Abirpothi

Black Figurative Painting: A Monumental Survey Exposes the Limits of Representation

Pratiksha Shome

The title of this show at the Zeitz Museum of Contemporary Art in Cape Town is a parody of Ava Duvernay’s 2019 Netflix film “When They See Us,” which centres on the Central Park Five, a group of Black teens who were wrongfully charged with killing a white jogger in 1989 before being cleared 13 years later. The term “When We See Us,” which the curators Koyo Kouoh and Tandazani Dhlakama have reversed, represents an effort to remove the unfavourable prejudice with which Black life is perceived, written about, and spoken of. The exhibition explores how Blackness and Africanness have been represented through 200 paintings created by 156 Black African and diasporic artists, whose works date from the early 20th century through the year 2022.

The figures in these paintings are immensely diverse when seen as a whole: they include lovers, healers, heroes, villains, and mythical beings who participate in worship and dance, running and combat, as well as reading, relaxing, sleeping, and reflecting.
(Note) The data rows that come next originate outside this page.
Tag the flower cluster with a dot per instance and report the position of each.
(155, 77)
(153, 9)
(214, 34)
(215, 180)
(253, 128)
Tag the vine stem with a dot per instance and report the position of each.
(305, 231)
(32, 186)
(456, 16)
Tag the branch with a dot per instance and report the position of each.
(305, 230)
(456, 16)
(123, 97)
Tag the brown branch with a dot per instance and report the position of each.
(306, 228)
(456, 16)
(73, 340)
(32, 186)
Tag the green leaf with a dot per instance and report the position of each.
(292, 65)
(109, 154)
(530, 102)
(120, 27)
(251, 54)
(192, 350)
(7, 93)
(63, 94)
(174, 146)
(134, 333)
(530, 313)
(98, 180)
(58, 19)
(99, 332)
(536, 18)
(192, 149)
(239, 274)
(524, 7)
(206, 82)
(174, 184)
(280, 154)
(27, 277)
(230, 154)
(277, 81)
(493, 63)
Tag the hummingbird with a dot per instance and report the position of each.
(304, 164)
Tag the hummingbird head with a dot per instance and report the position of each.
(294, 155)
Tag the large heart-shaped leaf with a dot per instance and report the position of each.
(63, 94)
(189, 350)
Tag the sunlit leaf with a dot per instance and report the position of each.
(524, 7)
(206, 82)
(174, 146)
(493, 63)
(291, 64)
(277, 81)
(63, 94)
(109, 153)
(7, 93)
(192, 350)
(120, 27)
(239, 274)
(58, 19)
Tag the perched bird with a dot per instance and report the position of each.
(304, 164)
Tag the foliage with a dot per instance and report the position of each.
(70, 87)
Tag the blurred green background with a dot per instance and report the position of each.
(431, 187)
Overall, the show’s structure conveys a sense of optimism earned via pride and self-awareness. The majority of the show focuses on Black joy in particular. Examples include Joy Labinjo’s (2018) Gisting in the Kitchen and Moke’s 1983 Kin oyé ou Coulier Madiokoko à Matonga, both of which show a group of men and women dancing in a club lit by dim, rainbow lights.
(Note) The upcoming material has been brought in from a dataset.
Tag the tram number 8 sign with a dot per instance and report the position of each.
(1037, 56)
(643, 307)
Contemporary artworks portraying characters with exaggeratedly black, even jet-black skin are also prominently featured in the exhibition. Examples include Kwesi Botchway’s Green Earflip Cap (2020), Zandile Tshabalala’s Conversation (2020), Amoako Boafo’s Teju (2019), and Cinga Samson’s Ibhungane 16 (2020). Two women with shaven heads are depicted in Tshabalala’s Two Reclining Women, a startling standout with bright-red lipstick and leopard print nightgowns that jump off the canvas.

Problems arise from both the excessive optimism and the emphasis on skin tone. The positive tone of the show raises questions about its potential in light of the ongoing global anti-Blackness. Dhlakama cites author Kevin Quashie in her catalogue piece, who bemoans the fact that “nearly all of what has been written about Blackness assumes that Black culture is, or should be, identified by resistant expressiveness—a response to racial oppression.” Nevertheless, she claims that the display was designed to challenge the pervasive attitude of exploitation and persecution. It’s a reasonable impulse, but occasionally it comes out as forced, as if there’s a need to affirm something about being Black or African.

It can be said that Kerry James Marshall and Lynette Yiadom-Boakye are to blame for the exaggeratedly black skin tone, but it’s not apparent what the next generation is doing to develop or complicate the method. And it’s crucial to do so because its pervasiveness can contribute to stereotypes of simple visibility and representation without always posing a threat to how the Black body is perceived. Artists run the risk of portraying the Black body as a gimmick when they make such a strong connection between Black life and Black skin.